Week 8 Exercises: Multiple Regression

Wellbeing and Outdoor Time

Research Question: after taking into account differences due to people’s level of social interactions, to what extent is well-being associated with the time people spend outdoors?

Data: wellbeing.csv

Researchers interviewed 32 participants, selected at random from the population of residents of Edinburgh & Lothians. They used the Warwick-Edinburgh Mental Wellbeing Scale (WEMWBS), a self-report measure of mental health and well-being. The scale is scored by summing responses to each item, with items answered on a 1 to 5 Likert scale. The minimum scale score is 14 and the maximum is 70.
The researchers also asked participants to estimate the average number of hours they spend outdoors each week, the average number of social interactions they have each week (whether on-line or in-person), and whether they believe that they stick to a routine throughout the week (Yes/No).

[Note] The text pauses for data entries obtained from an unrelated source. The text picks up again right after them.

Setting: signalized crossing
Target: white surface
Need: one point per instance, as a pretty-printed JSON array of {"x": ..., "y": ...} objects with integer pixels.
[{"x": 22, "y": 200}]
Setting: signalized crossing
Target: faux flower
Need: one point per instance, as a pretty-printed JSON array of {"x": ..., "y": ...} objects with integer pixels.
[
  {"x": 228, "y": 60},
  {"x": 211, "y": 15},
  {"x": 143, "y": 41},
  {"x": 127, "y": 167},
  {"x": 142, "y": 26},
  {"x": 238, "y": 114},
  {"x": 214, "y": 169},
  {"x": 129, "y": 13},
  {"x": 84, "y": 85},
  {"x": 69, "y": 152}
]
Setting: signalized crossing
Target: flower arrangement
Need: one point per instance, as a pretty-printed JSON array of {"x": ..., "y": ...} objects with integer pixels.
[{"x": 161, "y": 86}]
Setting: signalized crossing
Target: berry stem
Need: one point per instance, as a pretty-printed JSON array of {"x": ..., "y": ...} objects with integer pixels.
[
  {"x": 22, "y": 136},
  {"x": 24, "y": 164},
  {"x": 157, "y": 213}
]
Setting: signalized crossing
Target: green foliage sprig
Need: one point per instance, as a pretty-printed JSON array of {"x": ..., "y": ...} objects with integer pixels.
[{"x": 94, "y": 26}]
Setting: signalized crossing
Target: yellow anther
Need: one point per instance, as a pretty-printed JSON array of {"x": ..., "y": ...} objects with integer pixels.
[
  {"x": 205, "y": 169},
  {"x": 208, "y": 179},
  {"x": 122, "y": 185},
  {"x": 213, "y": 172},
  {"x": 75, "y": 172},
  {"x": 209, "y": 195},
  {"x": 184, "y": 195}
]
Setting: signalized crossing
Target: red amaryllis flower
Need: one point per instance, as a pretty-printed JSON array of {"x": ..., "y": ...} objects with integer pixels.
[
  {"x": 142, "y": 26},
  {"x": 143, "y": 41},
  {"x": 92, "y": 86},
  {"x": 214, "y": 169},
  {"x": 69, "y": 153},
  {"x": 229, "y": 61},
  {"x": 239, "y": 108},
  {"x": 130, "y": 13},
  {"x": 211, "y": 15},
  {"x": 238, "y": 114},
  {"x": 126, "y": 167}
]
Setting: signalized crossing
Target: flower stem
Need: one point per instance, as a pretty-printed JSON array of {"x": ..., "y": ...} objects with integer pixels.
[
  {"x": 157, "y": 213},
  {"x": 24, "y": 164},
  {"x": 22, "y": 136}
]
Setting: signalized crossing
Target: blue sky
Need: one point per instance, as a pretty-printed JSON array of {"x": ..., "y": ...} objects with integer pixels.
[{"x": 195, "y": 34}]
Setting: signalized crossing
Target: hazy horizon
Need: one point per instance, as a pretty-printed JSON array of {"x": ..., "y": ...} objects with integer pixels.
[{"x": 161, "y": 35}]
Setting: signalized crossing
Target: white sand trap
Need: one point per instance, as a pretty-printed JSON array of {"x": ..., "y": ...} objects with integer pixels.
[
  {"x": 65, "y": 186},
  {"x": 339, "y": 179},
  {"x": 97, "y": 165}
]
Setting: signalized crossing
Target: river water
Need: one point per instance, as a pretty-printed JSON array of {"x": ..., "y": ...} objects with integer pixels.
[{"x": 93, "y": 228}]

The dataset is available at https://uoepsy.github.io/data/wellbeing.csv and contains five attributes:

wellbeing: Warwick-Edinburgh Mental Wellbeing Scale (WEMWBS), a self-report measure of mental health and well-being. The scale is scored by summing responses to each item, with items answered on a 1 to 5 Likert scale. The minimum scale score is 14 and the maximum is 70.
outdoor_time: Self report estimated number of hours per week spent outdoors
social_int: Self report estimated number of social interactions per week (both online and in-person)
routine: Binary Yes/No response to the question “Do you follow a daily routine throughout the week?”
location: Location of primary residence (City, Suburb, Rural)

Question 1

Read in the data, and explore and describe the variables and relationships that are relevant to the research question.

Hints:

You might want to:

plot the marginal distributions (the distributions of each variable in the analysis without reference to the other variables)
plot the marginal relationships between the outcome variable and each of the explanatory variables.
make a quick correlation matrix of the variables which are to be used in the analysis, and write a short paragraph describing the relationships.
- e.g. cor(data[,c(1:4)]) will give us a matrix of correlations between each pair of the first 4 variables in the data

Question 2

Research Question: after taking into account differences due to people’s level of social interactions, to what extent is well-being associated with the time people spend outdoors?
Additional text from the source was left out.